Kommentar

LEH: Einsicht oder Finte?

Wie lässt sich der Wettlauf des Handels um den günstigsten Preis allein auf Kosten der Erzeuger nachhaltig bremsen? Was können Agrardialog und die neue Koordinierungszentrale leisten?

Ein Kommentar von Patrick Liste, Wochenblatt für Landwirtschaft und Landleben:

Strohpuppen baumeln an Aldi-Filialen: Landwirte haben am Wochenende drastisch auf ihre existenzbedrohende Situation aufmerksam gemacht. Ihr Hilfeschrei: „Ihr zählt die Millionen und wir sind am Verrecken!“

Die Aktion ist streitbar, zeigt aber, dass sich die Krise für Schweinehalter zuspitzt.

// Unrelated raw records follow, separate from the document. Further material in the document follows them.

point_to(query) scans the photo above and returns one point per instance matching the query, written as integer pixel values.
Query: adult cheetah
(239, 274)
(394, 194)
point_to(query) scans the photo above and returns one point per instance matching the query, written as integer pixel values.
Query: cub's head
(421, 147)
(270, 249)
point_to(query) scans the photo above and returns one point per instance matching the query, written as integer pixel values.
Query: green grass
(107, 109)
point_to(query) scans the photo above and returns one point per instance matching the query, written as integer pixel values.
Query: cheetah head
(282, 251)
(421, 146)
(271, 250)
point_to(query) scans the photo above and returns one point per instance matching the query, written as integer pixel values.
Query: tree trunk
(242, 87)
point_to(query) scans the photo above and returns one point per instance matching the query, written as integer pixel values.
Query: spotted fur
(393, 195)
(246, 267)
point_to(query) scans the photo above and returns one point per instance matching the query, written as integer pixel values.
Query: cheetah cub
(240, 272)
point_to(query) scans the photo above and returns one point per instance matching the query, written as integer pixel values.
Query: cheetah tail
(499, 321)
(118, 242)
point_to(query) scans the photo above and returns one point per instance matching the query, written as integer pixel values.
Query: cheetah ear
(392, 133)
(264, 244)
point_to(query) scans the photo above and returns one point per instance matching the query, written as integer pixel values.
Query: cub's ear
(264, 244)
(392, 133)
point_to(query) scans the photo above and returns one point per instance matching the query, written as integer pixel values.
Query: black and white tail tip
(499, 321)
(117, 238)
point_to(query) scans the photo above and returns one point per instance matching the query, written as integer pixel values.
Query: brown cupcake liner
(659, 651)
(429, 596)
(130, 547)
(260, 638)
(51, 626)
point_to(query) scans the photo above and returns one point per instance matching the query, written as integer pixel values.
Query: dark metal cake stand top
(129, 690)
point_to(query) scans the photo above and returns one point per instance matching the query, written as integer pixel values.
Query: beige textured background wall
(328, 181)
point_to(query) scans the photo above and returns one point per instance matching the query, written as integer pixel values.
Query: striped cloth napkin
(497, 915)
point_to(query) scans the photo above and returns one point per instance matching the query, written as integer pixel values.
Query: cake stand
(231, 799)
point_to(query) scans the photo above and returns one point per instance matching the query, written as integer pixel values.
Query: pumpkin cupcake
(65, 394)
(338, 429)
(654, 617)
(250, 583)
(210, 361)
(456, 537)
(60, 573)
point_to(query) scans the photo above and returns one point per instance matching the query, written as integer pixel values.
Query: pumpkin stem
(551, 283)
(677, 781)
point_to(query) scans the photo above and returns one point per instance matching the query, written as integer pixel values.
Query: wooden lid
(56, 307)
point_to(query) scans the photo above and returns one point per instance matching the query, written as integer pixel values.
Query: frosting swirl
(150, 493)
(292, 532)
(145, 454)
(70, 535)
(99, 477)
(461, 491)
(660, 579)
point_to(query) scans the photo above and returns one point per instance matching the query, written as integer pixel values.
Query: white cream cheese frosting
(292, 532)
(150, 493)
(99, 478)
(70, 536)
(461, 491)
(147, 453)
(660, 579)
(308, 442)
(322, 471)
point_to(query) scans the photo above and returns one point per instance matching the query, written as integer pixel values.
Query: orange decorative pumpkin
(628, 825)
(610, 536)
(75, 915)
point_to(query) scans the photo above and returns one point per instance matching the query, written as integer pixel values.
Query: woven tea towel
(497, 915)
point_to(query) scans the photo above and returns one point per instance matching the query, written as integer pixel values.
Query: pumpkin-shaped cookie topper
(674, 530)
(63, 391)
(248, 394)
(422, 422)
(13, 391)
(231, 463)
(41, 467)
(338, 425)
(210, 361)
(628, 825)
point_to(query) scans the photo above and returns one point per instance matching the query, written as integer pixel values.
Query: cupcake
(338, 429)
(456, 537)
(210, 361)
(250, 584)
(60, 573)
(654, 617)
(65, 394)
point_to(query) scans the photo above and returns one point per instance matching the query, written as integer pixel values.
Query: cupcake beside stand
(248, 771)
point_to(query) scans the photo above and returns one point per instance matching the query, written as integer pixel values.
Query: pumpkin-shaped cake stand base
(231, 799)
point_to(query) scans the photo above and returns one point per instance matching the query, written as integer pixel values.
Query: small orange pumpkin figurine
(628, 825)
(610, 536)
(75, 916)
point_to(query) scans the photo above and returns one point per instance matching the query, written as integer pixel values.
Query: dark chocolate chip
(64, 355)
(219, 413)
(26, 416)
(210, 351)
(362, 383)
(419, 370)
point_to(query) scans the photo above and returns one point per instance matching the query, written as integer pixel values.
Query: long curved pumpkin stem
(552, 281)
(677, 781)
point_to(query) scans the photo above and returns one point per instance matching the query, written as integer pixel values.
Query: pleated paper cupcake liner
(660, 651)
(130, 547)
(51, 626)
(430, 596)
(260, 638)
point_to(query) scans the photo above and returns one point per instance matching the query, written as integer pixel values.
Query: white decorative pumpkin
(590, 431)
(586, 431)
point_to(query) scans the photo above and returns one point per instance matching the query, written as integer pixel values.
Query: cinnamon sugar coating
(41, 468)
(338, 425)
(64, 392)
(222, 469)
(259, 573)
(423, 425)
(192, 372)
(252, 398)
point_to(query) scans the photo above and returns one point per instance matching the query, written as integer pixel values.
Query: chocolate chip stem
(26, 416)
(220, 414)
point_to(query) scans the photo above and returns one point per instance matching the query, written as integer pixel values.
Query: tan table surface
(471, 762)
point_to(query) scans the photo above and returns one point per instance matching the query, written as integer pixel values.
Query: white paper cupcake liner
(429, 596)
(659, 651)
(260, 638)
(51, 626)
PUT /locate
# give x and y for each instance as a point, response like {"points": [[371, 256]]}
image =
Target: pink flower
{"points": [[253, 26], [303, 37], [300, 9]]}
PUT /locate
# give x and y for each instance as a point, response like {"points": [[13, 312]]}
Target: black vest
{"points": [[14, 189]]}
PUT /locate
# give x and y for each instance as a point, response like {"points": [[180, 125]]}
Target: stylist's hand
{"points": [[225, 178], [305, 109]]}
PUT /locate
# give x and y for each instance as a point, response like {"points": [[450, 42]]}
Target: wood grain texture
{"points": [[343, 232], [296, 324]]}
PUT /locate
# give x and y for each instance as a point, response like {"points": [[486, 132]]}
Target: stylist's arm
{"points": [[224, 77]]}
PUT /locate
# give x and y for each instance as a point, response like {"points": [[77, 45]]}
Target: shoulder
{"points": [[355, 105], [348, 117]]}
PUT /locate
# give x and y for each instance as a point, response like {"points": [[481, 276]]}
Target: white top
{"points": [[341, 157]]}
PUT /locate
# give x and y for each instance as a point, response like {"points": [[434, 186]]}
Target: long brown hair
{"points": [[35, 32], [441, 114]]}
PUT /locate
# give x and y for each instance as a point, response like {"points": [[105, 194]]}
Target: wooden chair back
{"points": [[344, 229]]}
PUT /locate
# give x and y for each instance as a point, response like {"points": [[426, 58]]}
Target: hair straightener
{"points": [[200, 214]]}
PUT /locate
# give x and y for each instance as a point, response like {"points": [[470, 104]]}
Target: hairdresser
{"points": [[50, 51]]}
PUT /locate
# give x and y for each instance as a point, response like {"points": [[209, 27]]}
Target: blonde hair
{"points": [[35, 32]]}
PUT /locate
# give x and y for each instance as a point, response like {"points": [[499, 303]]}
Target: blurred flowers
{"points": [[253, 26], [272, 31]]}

Proteste und Kritik am Lebensmitteleinzelhandel häuften sich zuletzt. Drohte ein Imageschaden oder konnte sich ein Händler profilieren, verteilte er Geld an die Bauern oder machte Zusagen. Oft verpufften diese Beruhigungspillen. Die Frage ist: Wie lässt sich der Wettlauf des Handels um den günstigsten Preis bzw. die höchsten Mehrwerte allein auf Kosten der Erzeuger nachhaltig bremsen?

Koordinationszentrale für Handel und Landwirtschaft

Bauernverband, Raiffeisenverband und Handelsverband HDE gehen das an. Sie wollen am 8. September die Koordinationszentrale für Handel und Landwirtschaft gründen – für eine bessere Zusammenarbeit in der Lieferkette, auch wenn erst mal keine Verarbeiter am Tisch sitzen. Es wäre die zweite Plattform dieser Art. Seit Anfang 2021 gibt’s den Agrardialog. Hier verfolgen Landwirte von Gruppen wie LsV und BDM, Vertreter des Handels sowie des Handelsverbandes BVLH und Fleisch- sowie Milchverarbeiter das gleiche Ziel. Da wollte der Bauernverband nicht bei sein.

Runden verschmelzen und parallel Druck machen?

Schon jetzt werben Akteure, die Runden zu verschmelzen. Das scheint sinnvoll zu sein: Der Agrar­dialog kann zwar keine handfesten Erfolge vorweisen, aber die Gesprächsergebnisse könnten ein Aufschlag sein. Bei Parallelformaten könnte der Handel die Erzeuger gegeneinander ausspielen. Das sollten Landwirte nicht mit sich machen lassen. Die führenden Köpfe sind gefragt, einen Kompromiss zu finden. Gleichzeitig muss sich der Handel bekennen, nur in einer Runde zu sprechen. Oder will er das gar nicht?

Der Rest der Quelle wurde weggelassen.